El segundo registro —el dramático— exhibe mayores debilidades. La representación de la familia de Valer -Connie Chaparro en el rol de su esposa- intenta humanizar al héroe, pero termina diluyendo el impacto emocional del relato. La sentimentalización extrema genera distancia. Algo similar ocurre con la relación entre Valer y el mayor Rivera (André Silva), presentada como un “sentido de hermandad” que nunca supera la ingenuidad de un vínculo infantil. Sus frustraciones y cambios de humor, en lugar de revelar matices, amplifican la rigidez estructural del guion. Insisto: si la intención era aproximarlos a una humanidad contradictoria, el efecto es contrario; los personajes emergen desorientados, sometidos a una dramaturgia que les niega profundidad.
Sobre la representación de los miembros del MRTA, el protagonismo recae en el personaje interpretado por Miguel Iza, quien encarna a Néstor Cerpa en una versión light. Se trata de una figura desprovista de espíritu subversivo y que no logra transmitir temor a la gran cantidad de rehenes bajo su control. En su lugar, se presenta a un individuo introspectivo y vacilante, cuya caracterización resulta poco convincente como antagonista. Una debilidad similar se observa en la construcción de los personajes del vicealmirante Rinaldi (Carlos Thornton) y del canciller Fernando Tavera (Alfonso Dibós). Todos están cortados por la misma tijera.

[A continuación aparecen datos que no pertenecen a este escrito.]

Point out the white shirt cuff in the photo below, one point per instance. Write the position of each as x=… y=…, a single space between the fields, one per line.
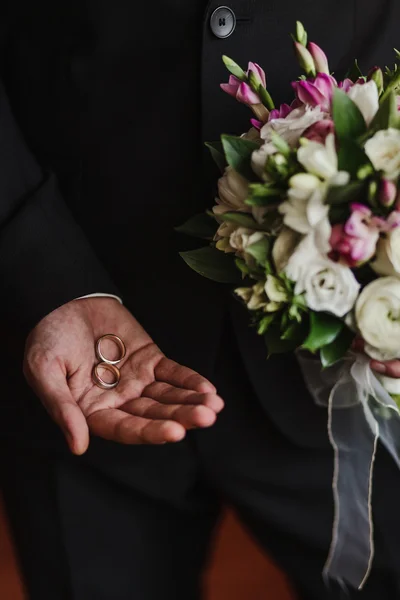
x=100 y=295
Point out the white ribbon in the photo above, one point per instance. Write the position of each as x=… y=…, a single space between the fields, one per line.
x=360 y=413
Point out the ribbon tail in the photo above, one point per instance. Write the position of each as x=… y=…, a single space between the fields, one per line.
x=352 y=548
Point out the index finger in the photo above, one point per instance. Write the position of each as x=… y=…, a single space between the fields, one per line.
x=179 y=376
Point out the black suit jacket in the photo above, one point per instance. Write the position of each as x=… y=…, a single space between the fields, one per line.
x=104 y=108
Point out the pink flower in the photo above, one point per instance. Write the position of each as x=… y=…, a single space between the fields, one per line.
x=316 y=92
x=354 y=243
x=256 y=124
x=280 y=113
x=242 y=90
x=393 y=220
x=320 y=131
x=346 y=85
x=387 y=193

Chavín de Huántar: el rescate del siglo no fracasa por su postura política, sino por su insuficiencia para articular una narrativa cinematográfica solvente. La épica que pretende sostener se despliega sobre una superficie rígida, incapaz de explorar las tensiones internas del heroísmo que representa.
A ello se suma una condición que resulta determinante: el acceso privilegiado a instalaciones militares y al imaginario oficial condiciona, evidentemente, la libertad creativa del director. De León filma como quien se sabe huésped agradecido, no como un autor que se permite interrogar su propio material. Ese sentido de deuda inhibe cualquier riesgo formal y cancela la posibilidad de una mirada audaz o innovadora. Así, la película reproduce un relato ya consensuado sin aventurarse a examinar sus fisuras. Y, sin esa voluntad de exploración, el heroísmo permanece intacto, sí, pero también distante, casi impermeable a la complejidad humana que el cine podría ofrecer.